By Ramnath Vaidyanathan
The COVID-19 pandemic has brought life as we know it to a grinding halt. People have been confined to their homes, roads are emptier than we’ve ever seen them, travel curbs have only been lifted, economic activity has only started up.
It’s safe to say that no one, in our generation, has ever seen disruption on such a scale before and naturally it has had its consequences social and economic.
While air pollution is at the lowest we’ve seen in a long, long time, especially in an age when the sustainability debate is so focused on climate change, the pandemic continues to take a toll on our planet in other just as grave and potentially fatal ways.
PPE’s pose a risk
To slow down the rapid global spread of the pandemic, governments around the world have urged their citizens to use personal protective equipment such as surgical masks and gloves. Some of those braving air travel have even acquired full-body hazmat suits.
The demand for PPE from the healthcare industry is even greater and understandably so. The churn, with frontline medical professionals required to change their PPE at regular intervals, is even faster.
These measures, while necessary to keep the general population and our brave frontline COVID-19 warriors safe, have led to an exponential increase in biomedical waste and most of it is ending up in our oceans.

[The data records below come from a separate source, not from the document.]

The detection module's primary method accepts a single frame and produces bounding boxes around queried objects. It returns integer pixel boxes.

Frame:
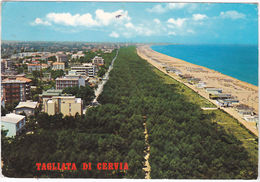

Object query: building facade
[44,95,83,116]
[56,76,86,89]
[92,56,104,66]
[56,54,68,63]
[27,64,42,72]
[15,101,38,116]
[1,77,32,103]
[52,62,65,70]
[1,113,25,137]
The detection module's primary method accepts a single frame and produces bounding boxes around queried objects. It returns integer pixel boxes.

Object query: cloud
[31,18,51,26]
[33,9,131,27]
[146,4,167,13]
[153,18,161,24]
[187,29,195,34]
[219,11,246,20]
[46,13,98,27]
[192,14,208,21]
[168,32,176,35]
[166,3,188,9]
[146,3,193,13]
[167,18,187,27]
[109,32,119,38]
[123,22,155,37]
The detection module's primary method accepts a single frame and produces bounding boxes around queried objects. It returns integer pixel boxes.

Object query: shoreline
[137,45,258,136]
[149,44,258,89]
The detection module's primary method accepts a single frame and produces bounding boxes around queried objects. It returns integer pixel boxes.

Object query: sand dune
[137,45,259,135]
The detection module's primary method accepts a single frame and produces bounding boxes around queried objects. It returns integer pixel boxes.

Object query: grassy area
[150,63,258,164]
[153,68,216,107]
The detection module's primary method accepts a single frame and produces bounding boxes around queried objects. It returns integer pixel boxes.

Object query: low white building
[1,113,25,137]
[52,62,65,70]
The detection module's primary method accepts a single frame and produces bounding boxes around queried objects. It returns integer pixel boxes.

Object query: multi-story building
[52,62,65,70]
[83,63,98,77]
[56,75,86,89]
[27,64,42,72]
[92,56,104,66]
[56,54,68,63]
[1,113,25,137]
[39,89,62,111]
[44,95,83,116]
[15,101,38,116]
[1,77,32,103]
[1,60,5,73]
[41,63,49,69]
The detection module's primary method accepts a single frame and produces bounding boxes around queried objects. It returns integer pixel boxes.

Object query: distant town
[1,42,134,137]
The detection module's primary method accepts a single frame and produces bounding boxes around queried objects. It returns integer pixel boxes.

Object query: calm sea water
[151,45,258,86]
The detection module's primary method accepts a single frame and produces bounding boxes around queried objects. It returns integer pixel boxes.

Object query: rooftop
[1,113,25,124]
[15,101,38,109]
[52,62,65,65]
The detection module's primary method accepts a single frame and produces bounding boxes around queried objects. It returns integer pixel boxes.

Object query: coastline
[137,45,258,136]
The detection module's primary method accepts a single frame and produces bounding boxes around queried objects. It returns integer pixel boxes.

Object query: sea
[151,45,258,86]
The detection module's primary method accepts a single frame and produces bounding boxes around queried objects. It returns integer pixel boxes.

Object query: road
[83,50,118,114]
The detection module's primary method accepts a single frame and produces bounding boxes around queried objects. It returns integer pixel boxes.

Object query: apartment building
[1,77,32,103]
[56,54,68,63]
[44,95,83,116]
[92,56,104,66]
[56,75,86,89]
[27,64,42,72]
[52,62,65,70]
[1,113,25,137]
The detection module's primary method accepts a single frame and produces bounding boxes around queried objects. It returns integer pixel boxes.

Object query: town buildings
[39,89,62,111]
[92,56,104,66]
[71,63,97,77]
[52,62,65,70]
[1,113,25,137]
[1,77,32,103]
[56,54,68,63]
[27,64,42,72]
[44,95,83,116]
[15,100,38,116]
[56,75,86,89]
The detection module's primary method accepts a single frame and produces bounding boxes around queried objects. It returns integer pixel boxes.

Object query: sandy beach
[137,45,258,136]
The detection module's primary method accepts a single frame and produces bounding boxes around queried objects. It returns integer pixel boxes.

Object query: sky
[1,2,258,44]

According to a 2018 estimate by the UN Environment Programme, as much as 13 million tonnes of plastic goes into oceans each year. In May 2019, almost a million shoes and over 370,000 toothbrushes were among the 414 million pieces of plastic found on the remote Cocos (Keeling) Islands in the Indian Oceans.
These numbers are alarming. Add in all the biomedical waste resulting from the ongoing pandemic, such as the disposable masks and latex gloves already found floating in the oceans, and the worst is yet to come.
Exacerbating the plastic waste crisis
India, in particular, has been in the throes of a plastic waste management since before the pandemic. We generate close to 26,000 tonnes of plastic a day with a little over 10,000 tonnes a day remaining uncollected, according to a Central Pollution Control Board (CPCB) estimate.
The plastic processing industry is estimated to grow to 22 million tonnes (MT) a year by 2020 from 13.4 MT in 2015, according to a Federation of Indian Chambers of Commerce and Industry -Ficci Study. Nearly half of this is single-use plastic.
The problem isn’t a lack of rules. India has stringent waste management protocols for treating biomedical waste. The CPCB has even issued detailed guidelines specifically aimed at handling waste resulting from the pandemic. Meanwhile, the National Green Tribunal (NGT) has also warned states about the risk from unscientific disposal of bio-medical waste.
No, we have the regulatory framework. It’s the implementation of that framework that is the problem.
The country generates about 608 MT per day of bio-medical waste, out of which 528 MT is treated and disposed through either Common Bio-medical Waste Treatment and Disposal Facilities (CBWTFs) or captive disposal facilities. The capacity shortfall was a concern even before the pandemic struck. It is safe to assume the problem has become far worse after COVID-19.
It is imperative for the country to step up its efforts to sensitise the larger community about proper handling of biomedical waste. While necessary even during pre-COVID times, this has assumed even greater importance in the wake of the pandemic.
Improper handling of biomedical waste, after all, not only increases the threat to the environment but also the risk of contagion.
Action at the individual level
We know now that the novel coronavirus can survive in the environment for several hours/days. It is a scientifically established fact. Improperly discarded PPEs can therefore pose health risks to waste pickers, sanitation workers and garbage collectors tasked with handling them.
In India, biomedical waste poses a grave risk to the lives of scavengers who sort out open, unprotected health-care waste with no gloves, masks, or shoes for recycling.
So how do we fix this? All of us at an individual level have a major role to play in averting this catastrophe. Avoiding generation of waste is at the core all biomedical waste management methods.
All we need to do is switch over to reusable cloth masks and gloves from instead of single use paper masks and latex gloves. They are as effective as far as their role as PPE is concerned. At the same time, they’re also good for the environment.
The pandemic has given us a unique opportunity to allow our planet to heal from all the excesses we have subjected it to. So let’s make the most of that opportunity rather than damage our environment further.
(Ramnath Vaidyanathan, General Manager, Sustainability, Good and Green, Godrej Industries)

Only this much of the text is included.